Angiogenesis, the formation of new capillaries from pre-existing vessels, is essential for tumor growth and metastasis. Experimental evidence shows that progression of a growing tumor is characterized by induction in the tumor tissue of angiogenic factors. Furthermore, radiosensitivity of solid tumors is defined not only by intrinsic factors, but also by the tumor microvascular network, and tumors expressing high levels of proangiogenic factors are more resistant to radiotherapy. Mitogen-activated protein kinase kinase 5 (MEK5) is a kinase often associated with aggressive prostate cancer. Furthermore, MEK5/ERK5 is known to be crucial for survival of endothelial cells. Akt is one of the most upregulated oncogenic kinases in prostate cancer, and it is responsible for tumor cell proliferation, invasion, angiogenesis, and metastasis, as well as survival against anti-cancer treatments, including radiotherapy. Importantly, our data show that MEK5 downregulation renders prostate cancer cells more sensitive to radiation and MEK5 downregulation impairs activation of Akt in response to gamma-radiation. Thus, in this study, we propose that MEK5 induces radioresistance in prostate tumor cells, at least, in part due to activation of Akt in response to ionizing radiation. Furthermore, we hypothesize that MEK5 ablation in tumor cells will cause reduced expression of pro-angiogenic factors in response to radiation, and concurrently, MEK5 knockdown will induce endothelial cell death and inhibit tumor-associated angiogenesis.

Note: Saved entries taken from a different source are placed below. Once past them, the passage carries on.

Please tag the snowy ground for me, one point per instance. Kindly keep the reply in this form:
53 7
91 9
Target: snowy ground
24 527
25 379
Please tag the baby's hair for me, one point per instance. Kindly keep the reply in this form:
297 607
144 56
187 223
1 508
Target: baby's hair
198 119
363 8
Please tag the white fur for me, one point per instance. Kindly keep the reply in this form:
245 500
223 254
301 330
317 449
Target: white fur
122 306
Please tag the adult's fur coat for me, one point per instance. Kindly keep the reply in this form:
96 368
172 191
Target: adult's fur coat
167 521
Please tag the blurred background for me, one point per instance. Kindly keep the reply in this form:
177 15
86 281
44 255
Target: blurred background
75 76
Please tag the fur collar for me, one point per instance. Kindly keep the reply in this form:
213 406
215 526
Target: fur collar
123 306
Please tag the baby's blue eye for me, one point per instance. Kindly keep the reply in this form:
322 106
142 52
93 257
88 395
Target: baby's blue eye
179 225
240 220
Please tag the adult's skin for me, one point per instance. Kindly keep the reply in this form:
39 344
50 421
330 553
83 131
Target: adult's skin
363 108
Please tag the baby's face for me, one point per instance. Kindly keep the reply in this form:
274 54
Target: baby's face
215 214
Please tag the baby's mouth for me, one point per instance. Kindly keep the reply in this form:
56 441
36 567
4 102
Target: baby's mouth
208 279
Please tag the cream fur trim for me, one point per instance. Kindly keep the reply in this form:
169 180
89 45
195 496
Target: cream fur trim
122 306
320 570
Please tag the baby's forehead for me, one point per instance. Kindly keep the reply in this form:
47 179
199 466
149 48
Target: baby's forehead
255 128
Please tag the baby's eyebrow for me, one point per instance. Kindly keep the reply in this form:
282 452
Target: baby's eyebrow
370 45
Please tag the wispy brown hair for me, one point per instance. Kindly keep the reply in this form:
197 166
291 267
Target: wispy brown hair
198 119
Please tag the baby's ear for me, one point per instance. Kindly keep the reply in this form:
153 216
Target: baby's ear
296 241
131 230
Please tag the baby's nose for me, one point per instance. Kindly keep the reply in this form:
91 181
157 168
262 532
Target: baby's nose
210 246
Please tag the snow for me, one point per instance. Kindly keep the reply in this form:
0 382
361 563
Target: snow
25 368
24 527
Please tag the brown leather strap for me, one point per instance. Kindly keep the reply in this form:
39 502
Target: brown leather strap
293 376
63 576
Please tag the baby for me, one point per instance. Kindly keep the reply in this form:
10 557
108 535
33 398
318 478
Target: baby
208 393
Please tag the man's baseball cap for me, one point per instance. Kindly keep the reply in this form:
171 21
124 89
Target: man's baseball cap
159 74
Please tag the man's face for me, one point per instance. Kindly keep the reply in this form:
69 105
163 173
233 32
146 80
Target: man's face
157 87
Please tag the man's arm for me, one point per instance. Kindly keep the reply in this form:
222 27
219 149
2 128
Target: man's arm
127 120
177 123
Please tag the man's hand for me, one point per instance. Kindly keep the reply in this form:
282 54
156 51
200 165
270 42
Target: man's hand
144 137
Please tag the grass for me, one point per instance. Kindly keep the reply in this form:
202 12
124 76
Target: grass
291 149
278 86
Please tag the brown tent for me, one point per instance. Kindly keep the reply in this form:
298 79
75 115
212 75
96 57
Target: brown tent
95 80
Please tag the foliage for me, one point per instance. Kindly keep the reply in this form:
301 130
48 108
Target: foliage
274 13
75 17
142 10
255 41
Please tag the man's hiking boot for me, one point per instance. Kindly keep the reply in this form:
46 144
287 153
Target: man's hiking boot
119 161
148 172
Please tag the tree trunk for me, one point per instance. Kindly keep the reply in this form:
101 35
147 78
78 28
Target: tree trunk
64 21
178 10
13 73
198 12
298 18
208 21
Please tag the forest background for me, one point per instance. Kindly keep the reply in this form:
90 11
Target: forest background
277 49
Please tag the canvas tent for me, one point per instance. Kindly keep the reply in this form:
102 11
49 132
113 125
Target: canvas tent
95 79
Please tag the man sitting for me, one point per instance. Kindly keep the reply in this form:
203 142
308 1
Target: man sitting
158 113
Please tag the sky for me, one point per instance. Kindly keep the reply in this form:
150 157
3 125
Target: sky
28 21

Using human prostate cancer cell lines and animal models, our short-term goal is to establish the efficacy of MEK5 inhibition as a means to sensitize tumors to radiotherapy and impair tumor-associated angiogenesis. Moreover, we seek to elucidate the mechanistic details of MEK5 action in response to ionizing radiation by focusing on the contribution of Akt to MEK5-induced radioresistance and by performing large-scale gene expression analysis that will reveal additional genes and pathways that cross-talk with MEK5 signaling. Ultimately, we aim to develop a small molecule inhibitor of MEK5 that in combination with radiation will radiosensitize tumor cells, and, at the same time, impair tumor-associated angiogenesis.